Additionally, sorafenib inhibits the activities of VEGFR-2/3, PDGFR-β, Flt3, and c-Kit [73,74]. The precise molecular mechanism underlying the antitumor activity of sorafenib remains unclear, although previously published studies have suggested that sorafenib acts on RAF/MEK/ERK-dependent or -independent protein kinases [75,76,77]. Another study demonstrated that sorafenib inhibits the expression of the β-catenin oncoprotein in HepG2 cells and activates the c-Jun N-terminal kinase (JNK) and p38MAPK pathways [78]. A similar study also observed that sorafenib is actively involved in the downregulation of several DNA repair and recombination genes (XRCC-2, XRCC-5, FANCA, and FANCD2), along with genes involved in cell cycle regulation (CDC45L, CDC6, and CDCA5) that further exert anticancer activities [78].
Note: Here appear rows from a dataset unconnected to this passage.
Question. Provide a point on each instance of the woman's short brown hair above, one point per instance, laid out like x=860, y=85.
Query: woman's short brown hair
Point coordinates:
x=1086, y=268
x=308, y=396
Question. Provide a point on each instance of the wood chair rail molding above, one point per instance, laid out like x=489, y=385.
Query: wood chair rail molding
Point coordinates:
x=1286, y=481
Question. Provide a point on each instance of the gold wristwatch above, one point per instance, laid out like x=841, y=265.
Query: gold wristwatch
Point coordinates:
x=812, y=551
Sorafenib is associated with common adverse effects, including diarrhea and weight loss, as well as other secondary effects, such as alopecia, anorexia, and voice changes. A previously published study revealed that sorafenib has a significant survival benefit in patients with advanced HCC, although many patients demonstrated disease progression after a reduction in dosage or treatment discontinuation [11,79]. In the Study of Heart and Renal Protection (SHARP) trial, sorafenib exerted primary and acquired resistance, which hampered the survival benefit [80]. Previous studies demonstrated the antitumor activity of sorafenib monotherapy with some limitations, such as drug resistance and adverse effects, discouraging its use as monotherapy. A combination with nivolumab can resolve the problems associated with sorafenib monotherapy. Our results also demonstrated a trend toward the increased use of sorafenib combination therapy.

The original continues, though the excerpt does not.